Object Storage Overview#

The Object Storage: Contents#

All the history and context of the archive is represented by a graph (Merkle DAG) with the following nodes types:

  • releases,

  • revisions (commits)

  • directories

  • directory entries (file names)

This graph is stored in a database, commonly called “Graph” or “Storage”.

This database is currently based on PostgreSQL, and is going to be migrated to Cassandra, which is more efficient in terms of concurrent writing.

The source code itself (the content of the files) represents a huge volume of data, and one can find exactly the same content in different files. In order to avoid storing several times the same content, contents are deduplicated: a single content is stored only once, and all the files entries having this exact content will refer to the same content.

Ceph#

These contents are stored in a customized file system, called “Object Storage”, each content being considered as an object. Until now, the actual object storage is based on an open source File System technology called ZFS.

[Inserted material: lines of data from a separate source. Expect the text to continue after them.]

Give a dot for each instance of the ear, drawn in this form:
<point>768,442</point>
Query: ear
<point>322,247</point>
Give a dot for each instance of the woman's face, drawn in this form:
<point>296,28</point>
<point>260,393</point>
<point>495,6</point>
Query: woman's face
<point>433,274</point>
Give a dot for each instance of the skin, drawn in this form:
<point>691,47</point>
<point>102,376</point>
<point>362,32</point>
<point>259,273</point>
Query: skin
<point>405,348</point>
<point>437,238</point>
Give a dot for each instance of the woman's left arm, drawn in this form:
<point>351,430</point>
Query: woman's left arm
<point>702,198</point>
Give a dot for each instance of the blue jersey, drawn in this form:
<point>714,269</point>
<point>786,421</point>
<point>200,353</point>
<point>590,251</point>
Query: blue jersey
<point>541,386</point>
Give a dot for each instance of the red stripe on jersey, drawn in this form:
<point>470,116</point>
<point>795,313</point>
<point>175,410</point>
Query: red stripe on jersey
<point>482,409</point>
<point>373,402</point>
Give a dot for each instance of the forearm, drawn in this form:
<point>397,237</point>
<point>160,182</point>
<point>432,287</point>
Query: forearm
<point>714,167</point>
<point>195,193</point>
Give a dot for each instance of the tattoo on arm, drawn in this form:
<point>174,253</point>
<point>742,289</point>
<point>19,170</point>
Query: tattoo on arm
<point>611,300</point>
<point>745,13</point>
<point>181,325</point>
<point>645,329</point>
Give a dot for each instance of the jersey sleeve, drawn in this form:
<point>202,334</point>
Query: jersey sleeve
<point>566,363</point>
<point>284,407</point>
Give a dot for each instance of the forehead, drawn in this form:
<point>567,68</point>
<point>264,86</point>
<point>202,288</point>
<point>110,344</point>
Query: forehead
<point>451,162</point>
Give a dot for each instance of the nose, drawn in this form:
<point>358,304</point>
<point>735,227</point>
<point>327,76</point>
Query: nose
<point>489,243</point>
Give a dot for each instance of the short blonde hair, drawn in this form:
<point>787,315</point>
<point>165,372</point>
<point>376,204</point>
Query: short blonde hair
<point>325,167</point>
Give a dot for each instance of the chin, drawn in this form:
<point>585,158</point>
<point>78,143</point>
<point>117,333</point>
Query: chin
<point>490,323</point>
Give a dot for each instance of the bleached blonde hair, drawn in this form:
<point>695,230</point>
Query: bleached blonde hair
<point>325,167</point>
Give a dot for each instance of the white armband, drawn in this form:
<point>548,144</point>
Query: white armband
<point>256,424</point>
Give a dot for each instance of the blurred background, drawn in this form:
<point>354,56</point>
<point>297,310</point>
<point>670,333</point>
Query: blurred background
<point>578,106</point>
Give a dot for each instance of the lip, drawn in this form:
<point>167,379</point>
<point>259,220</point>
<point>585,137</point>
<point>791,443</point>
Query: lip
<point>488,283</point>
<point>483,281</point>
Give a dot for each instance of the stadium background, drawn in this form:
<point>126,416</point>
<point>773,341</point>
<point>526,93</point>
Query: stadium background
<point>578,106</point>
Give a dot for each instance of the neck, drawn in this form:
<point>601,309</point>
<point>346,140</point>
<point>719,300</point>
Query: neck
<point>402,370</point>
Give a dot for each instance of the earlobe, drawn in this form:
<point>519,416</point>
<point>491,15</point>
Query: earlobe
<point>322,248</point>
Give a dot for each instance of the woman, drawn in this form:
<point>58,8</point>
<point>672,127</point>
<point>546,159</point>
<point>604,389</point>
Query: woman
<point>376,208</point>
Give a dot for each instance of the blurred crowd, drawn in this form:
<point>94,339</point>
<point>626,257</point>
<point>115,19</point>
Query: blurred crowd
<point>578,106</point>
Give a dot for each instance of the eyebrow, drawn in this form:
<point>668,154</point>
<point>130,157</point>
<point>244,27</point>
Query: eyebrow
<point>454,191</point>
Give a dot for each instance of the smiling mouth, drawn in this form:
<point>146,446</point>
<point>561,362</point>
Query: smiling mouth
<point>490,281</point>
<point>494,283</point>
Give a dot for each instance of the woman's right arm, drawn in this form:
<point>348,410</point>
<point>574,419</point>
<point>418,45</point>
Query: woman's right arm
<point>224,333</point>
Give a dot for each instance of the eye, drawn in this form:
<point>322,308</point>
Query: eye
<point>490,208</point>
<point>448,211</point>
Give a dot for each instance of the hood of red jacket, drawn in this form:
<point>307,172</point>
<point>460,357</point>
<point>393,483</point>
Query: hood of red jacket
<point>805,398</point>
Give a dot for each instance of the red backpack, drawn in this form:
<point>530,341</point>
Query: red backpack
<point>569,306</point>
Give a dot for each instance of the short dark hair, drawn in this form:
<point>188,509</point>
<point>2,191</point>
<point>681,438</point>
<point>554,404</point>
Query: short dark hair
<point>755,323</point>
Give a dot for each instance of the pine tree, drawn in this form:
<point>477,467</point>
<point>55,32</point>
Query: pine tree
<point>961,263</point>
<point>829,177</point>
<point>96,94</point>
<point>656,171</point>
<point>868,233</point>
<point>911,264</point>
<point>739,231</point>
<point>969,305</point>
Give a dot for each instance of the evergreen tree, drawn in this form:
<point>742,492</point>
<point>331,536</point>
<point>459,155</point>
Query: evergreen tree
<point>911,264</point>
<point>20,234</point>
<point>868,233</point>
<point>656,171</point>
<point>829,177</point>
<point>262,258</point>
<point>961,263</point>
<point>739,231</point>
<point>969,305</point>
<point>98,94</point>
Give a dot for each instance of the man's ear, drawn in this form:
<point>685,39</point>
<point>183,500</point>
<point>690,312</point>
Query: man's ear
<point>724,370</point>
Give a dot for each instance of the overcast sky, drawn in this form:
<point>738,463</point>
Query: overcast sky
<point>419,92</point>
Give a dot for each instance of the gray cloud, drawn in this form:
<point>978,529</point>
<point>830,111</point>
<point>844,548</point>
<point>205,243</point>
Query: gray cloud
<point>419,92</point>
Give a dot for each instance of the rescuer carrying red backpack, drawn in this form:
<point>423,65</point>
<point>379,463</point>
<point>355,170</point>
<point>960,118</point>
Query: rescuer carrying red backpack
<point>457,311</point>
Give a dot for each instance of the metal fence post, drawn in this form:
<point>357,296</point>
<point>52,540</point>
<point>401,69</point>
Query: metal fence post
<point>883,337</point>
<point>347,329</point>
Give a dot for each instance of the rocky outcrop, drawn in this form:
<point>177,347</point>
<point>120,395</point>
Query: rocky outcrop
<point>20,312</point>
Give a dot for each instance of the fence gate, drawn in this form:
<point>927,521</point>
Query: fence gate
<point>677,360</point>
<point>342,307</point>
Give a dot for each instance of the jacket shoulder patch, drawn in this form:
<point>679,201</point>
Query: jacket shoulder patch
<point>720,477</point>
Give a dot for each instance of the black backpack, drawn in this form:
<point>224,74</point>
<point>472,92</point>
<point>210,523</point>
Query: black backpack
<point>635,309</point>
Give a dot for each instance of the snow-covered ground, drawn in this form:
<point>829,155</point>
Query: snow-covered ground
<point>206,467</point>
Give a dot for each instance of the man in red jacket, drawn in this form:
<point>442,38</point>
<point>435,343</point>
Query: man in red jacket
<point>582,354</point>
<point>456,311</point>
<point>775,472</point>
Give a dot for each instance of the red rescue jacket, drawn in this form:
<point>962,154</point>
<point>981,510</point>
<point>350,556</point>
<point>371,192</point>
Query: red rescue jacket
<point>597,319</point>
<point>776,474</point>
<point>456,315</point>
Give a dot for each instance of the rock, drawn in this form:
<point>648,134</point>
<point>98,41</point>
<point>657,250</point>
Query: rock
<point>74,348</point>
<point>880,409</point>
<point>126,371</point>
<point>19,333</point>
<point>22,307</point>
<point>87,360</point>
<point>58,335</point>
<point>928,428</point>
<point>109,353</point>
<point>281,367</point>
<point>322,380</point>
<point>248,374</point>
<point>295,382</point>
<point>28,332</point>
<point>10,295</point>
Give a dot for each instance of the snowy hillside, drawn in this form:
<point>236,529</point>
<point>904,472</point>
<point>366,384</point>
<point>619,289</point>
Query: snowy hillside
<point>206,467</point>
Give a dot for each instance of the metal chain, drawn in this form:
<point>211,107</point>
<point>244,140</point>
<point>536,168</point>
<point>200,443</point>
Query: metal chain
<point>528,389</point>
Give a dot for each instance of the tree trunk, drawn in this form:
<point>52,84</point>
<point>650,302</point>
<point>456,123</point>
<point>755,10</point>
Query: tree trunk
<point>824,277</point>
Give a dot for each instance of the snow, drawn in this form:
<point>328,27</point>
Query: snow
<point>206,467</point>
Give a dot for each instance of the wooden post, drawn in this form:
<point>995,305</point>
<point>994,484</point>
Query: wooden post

The growth of the archive requires a more adapted technology, and an few years ago, we chose Ceph, a distributed Storage technology created by RedHat.

A specificity of Software Heritage is that each content has a small size (half of our contents are less than 3KB), which is much smaller than the minimum space used by Ceph to store a single file (16KB). Using Ceph directly would hence result in a massive waste of space.

Winery#

So we needed to create a custom layer on top of Ceph to group the data we store, using sharding techniques: a shard is a Ceph object that contains many contents. In order to be able to retrieve the single contents, we need to handle a mechanism that enables to know where the content is located in the shard.

This layer is called Winery, and was developed especially for Software Heritage by Easter Eggs.